= Explicit semantic analysis =

In natural language processing and information retrieval, explicit semantic analysis (ESA) is a vectoral representation of text (individual words or entire documents) that uses a document corpus as a knowledge base. Specifically, in ESA, a word is represented as a column vector in the tf–idf matrix of the text corpus and a document (string of words) is represented as the centroid of the vectors representing its words. Typically, the text corpus is English Wikipedia, though other corpora including the Open Directory Project have been used.

ESA was designed by Evgeniy Gabrilovich and Shaul Markovitch as a means of improving text categorization
and has been used by this pair of researchers to compute what they refer to as "semantic relatedness" by means of cosine similarity between the aforementioned vectors, collectively interpreted as a space of "concepts explicitly defined and described by humans", where Wikipedia articles (or ODP entries, or otherwise titles of documents in the knowledge base corpus) are equated with concepts. The name "explicit semantic analysis" contrasts with latent semantic analysis (LSA), because the use of a knowledge base makes it possible to assign human-readable labels to the concepts that make up the vector space.

==Model==
To perform the basic variant of ESA, one starts with a collection of texts, say, all Wikipedia articles; let the number of documents in the collection be N. These are all turned into "bags of words", i.e., term frequency histograms, stored in an inverted index. Using this inverted index, one can find for any word the set of Wikipedia articles containing this word; in the vocabulary of Egozi, Markovitch and Gabrilovitch, "each word appearing in the Wikipedia corpus can be seen as triggering each of the concepts it points to in the inverted index."

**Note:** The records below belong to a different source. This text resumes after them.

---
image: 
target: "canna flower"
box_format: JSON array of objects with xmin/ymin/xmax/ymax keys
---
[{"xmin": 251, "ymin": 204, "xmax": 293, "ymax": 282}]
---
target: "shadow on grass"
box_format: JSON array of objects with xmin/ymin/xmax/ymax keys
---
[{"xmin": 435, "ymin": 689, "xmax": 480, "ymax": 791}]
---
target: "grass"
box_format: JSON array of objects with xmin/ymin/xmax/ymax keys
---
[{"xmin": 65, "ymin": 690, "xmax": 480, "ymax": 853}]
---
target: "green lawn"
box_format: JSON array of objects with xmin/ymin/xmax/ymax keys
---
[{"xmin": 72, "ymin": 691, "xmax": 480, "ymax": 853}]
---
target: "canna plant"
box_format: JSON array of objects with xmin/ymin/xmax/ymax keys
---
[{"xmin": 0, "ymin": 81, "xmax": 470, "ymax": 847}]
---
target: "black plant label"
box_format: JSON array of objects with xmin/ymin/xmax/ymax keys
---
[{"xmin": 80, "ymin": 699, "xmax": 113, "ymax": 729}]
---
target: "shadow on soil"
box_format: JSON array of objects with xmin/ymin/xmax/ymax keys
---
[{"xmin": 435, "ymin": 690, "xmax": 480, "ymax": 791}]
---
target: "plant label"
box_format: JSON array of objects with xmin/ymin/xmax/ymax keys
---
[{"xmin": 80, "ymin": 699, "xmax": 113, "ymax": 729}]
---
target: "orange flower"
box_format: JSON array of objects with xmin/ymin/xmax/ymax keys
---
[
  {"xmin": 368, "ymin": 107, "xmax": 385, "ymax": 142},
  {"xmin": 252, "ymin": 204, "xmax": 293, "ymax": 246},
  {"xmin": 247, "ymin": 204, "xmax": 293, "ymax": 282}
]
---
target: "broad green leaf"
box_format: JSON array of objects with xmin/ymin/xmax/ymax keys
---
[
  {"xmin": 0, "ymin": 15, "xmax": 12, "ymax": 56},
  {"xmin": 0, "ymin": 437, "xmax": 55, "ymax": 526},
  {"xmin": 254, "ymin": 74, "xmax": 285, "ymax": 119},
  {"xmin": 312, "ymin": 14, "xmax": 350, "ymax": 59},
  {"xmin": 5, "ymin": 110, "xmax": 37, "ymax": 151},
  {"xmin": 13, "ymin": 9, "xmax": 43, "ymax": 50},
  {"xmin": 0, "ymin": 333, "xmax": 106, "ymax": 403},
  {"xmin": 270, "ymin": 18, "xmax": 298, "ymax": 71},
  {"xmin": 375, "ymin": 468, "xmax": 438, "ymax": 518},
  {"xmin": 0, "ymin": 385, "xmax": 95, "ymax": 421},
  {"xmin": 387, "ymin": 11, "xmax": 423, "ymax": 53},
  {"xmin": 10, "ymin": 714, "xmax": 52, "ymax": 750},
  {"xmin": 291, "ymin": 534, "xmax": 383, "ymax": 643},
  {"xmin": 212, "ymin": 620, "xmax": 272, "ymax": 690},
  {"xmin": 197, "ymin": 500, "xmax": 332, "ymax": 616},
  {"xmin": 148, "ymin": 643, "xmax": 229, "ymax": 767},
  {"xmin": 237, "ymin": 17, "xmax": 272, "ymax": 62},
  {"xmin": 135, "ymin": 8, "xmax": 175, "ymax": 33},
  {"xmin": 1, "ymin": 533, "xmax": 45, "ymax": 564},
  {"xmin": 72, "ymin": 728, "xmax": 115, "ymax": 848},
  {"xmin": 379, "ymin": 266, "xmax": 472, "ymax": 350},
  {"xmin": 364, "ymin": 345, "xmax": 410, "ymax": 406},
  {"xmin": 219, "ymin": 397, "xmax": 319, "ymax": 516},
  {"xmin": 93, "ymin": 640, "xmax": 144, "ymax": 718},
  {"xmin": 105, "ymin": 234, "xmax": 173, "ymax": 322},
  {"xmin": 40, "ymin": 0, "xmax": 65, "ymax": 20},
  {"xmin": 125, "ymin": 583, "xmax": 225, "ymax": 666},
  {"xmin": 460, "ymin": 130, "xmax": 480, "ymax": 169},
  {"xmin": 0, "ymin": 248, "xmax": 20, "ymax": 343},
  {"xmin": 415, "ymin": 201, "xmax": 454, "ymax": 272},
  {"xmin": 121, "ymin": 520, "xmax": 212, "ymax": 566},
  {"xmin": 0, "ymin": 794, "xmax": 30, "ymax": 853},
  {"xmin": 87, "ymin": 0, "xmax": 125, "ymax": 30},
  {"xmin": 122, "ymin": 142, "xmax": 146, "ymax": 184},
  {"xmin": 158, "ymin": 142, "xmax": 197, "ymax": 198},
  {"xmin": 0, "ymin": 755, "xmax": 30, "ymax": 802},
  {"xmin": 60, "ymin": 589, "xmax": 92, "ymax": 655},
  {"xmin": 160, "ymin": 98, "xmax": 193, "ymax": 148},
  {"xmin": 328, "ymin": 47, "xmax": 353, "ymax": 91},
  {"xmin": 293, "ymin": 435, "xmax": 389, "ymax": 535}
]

The output of the inverted index for a single word query is a list of indexed documents (Wikipedia articles), each given a score depending on how often the word in question occurred in them (weighted by the total number of words in the document). Mathematically, this list is an N-dimensional vector of word-document scores, where a document not containing the query word has score zero. To compute the relatedness of two words, one compares the vectors (say u and v) by computing the cosine similarity,

$$\mathsf{sim}(\mathbf{u}, \mathbf{v})
    = \frac{\mathbf{u} \cdot \mathbf{v}}{\|\mathbf{u}\| \|\mathbf{v}\|}
    = \frac{\sum_{i=1}^N u_i v_i}{\sqrt{\sum_{i=1}^N u_i^2}\sqrt{\sum_{i=1}^N v_i^2}}$$

and this gives a numeric estimate of the semantic relatedness of the words. The scheme is extended from single words to multi-word texts by simply summing the vectors of all words in the text.

==Analysis==
ESA, as originally posited by Gabrilovich and Markovitch, operates under the assumption that the knowledge base contains topically orthogonal concepts. However, it was later shown by Anderka and Stein that ESA also improves the performance of information retrieval systems when it is based not on Wikipedia, but on the Reuters corpus of newswire articles, which does not satisfy the orthogonality property; in their experiments, Anderka and Stein used newswire stories as "concepts". To explain this observation, links have been shown between ESA and the generalized vector space model. Gabrilovich and Markovitch replied to Anderka and Stein by pointing out that their experimental result was achieved using "a single application of ESA (text similarity)" and "just a single, extremely small and homogenous test collection of 50 news documents".

==Applications==
=== Word relatedness ===
ESA is considered by its authors a measure of semantic relatedness (as opposed to semantic similarity). On datasets used to benchmark relatedness of words, ESA outperforms other algorithms, including WordNet semantic similarity measures and skip-gram Neural Network Language Model (Word2vec).

===Document relatedness===
ESA is used in commercial software packages for computing relatedness of documents. Domain-specific restrictions on the ESA model are sometimes used to provide more robust document matching.

==Extensions==
Cross-language explicit semantic analysis (CL-ESA) is a multilingual generalization of ESA. CL-ESA exploits a document-aligned multilingual reference collection (e.g., again, Wikipedia) to represent a document as a language-independent concept vector. The relatedness of two documents in different languages is assessed by the cosine similarity between the corresponding vector representations.